Inhibition of Phosphate-Induced Vascular Smooth Muscle Cell Osteo-/Chondrogenic Signaling and Calcification by Bafilomycin A1 and Methylamine.

BACKGROUND/AIMS: Excessive phosphate concentrations trigger vascular calcification, an active process promoted by osteoinduction of vascular smooth muscle cells (VSMCs) with increased expression and activity of transcription factor RUNX2 (Core-binding factor α1, CBFA1), alkaline phosphatase (ALPL), TGFß1, transcription factor NFAT5, and NFAT5-sensitive transcription factor SOX9. The osteoinductive signaling and vascular calcification of hyperphosphatemic klotho-hypomorphic mice could be reversed by treatment with NH4Cl, effects involving decrease of TGFß1 and inhibition of NFAT5-dependent osteoinductive signaling. Known effects of NH4Cl include alkalinization of acidic cellular compartments. The present study explored whether osteo-/chondrogenic signaling could be influenced by alkalinization of acidic cellular compartments following inhibition of the vacuolar H+ ATPase with bafilomycin A1 or following dissipation of the pH gradient across the membranes of acidic cellular compartments with methylamine.

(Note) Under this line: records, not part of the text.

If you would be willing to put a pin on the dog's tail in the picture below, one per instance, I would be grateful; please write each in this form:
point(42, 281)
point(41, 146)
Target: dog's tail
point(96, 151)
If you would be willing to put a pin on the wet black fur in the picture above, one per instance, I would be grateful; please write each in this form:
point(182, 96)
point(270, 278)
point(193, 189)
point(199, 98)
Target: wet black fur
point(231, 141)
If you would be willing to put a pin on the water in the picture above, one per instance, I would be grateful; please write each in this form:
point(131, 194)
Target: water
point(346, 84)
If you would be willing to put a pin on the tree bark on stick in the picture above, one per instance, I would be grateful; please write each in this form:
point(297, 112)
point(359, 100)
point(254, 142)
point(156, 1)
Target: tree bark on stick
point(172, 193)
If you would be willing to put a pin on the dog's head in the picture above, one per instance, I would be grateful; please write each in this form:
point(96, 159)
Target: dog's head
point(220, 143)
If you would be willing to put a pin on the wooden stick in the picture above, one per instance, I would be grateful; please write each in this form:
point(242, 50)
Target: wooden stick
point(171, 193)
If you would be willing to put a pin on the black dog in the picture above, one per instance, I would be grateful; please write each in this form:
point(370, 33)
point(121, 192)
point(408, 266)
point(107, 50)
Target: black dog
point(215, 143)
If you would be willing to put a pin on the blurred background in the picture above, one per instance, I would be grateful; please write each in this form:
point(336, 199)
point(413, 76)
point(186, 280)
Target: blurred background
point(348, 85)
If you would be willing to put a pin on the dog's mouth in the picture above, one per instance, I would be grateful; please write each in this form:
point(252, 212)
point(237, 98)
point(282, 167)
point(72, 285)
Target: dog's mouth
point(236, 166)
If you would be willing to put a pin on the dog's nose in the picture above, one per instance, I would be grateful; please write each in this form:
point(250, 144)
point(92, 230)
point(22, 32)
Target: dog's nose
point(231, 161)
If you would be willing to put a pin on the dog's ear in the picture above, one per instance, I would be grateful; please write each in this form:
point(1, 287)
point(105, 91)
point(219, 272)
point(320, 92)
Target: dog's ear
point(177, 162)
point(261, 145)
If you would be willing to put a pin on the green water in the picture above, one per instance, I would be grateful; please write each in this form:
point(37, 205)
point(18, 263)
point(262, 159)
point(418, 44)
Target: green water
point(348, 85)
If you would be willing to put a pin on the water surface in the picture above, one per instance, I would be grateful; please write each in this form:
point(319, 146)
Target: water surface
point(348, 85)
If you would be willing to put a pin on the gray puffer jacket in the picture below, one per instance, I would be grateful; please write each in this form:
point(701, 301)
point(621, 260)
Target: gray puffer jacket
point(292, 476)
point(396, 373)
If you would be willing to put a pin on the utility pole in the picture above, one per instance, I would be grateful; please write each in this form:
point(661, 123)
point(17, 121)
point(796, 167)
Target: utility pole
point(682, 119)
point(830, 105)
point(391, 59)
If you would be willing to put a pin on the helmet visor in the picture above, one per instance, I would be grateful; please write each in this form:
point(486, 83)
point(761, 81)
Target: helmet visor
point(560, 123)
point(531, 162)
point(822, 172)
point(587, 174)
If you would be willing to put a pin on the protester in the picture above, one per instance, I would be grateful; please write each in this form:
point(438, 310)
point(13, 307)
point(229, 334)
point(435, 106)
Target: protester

METHODS: Primary human aortic smooth muscle cells (HAoSMCs) were treated with high phosphate to trigger osteo-/chondrogenic signaling and calcification in the absence or presence of bafilomycin A1 or methylamine. Calcium content was determined using a QuantiChrom Calcium assay, ALP activity by a colorimetric assay and transcript levels by quantitative RT-PCR.
RESULTS: High phosphate increased significantly the calcium deposition, CBFA1 and ALPL mRNA expression as well as alkaline phosphatase activity in HAoSMCs, all effects ameliorated by both, bafilomycin A1 and methylamine. High phosphate further significantly up-regulated the mRNA levels of TGFB1, NFAT5 and SOX9, effects significantly blunted by additional treatment with bafilomycin A1 or methylamine. Treatment of HAoSMCs with human TGFß1 protein or high phosphate up-regulated NFAT5, SOX9, CBFA1 and ALPL mRNA expression to similarly high levels which could not be further increased by combined treatment with high phosphate and TGFß1. Bafilomycin A1 failed to reverse the osteo-/chondrogenic signaling triggered by high phosphate together with TGFß1.
CONCLUSIONS: Inhibition of the vacuolar H+ ATPase or dissipation of the pH gradient across the membranes of acidic cellular compartments both disrupt osteo-/chondrogenic signaling and calcium deposition in VSMCs, observations supporting the hypothesis that vascular calcification requires acidic cellular compartments.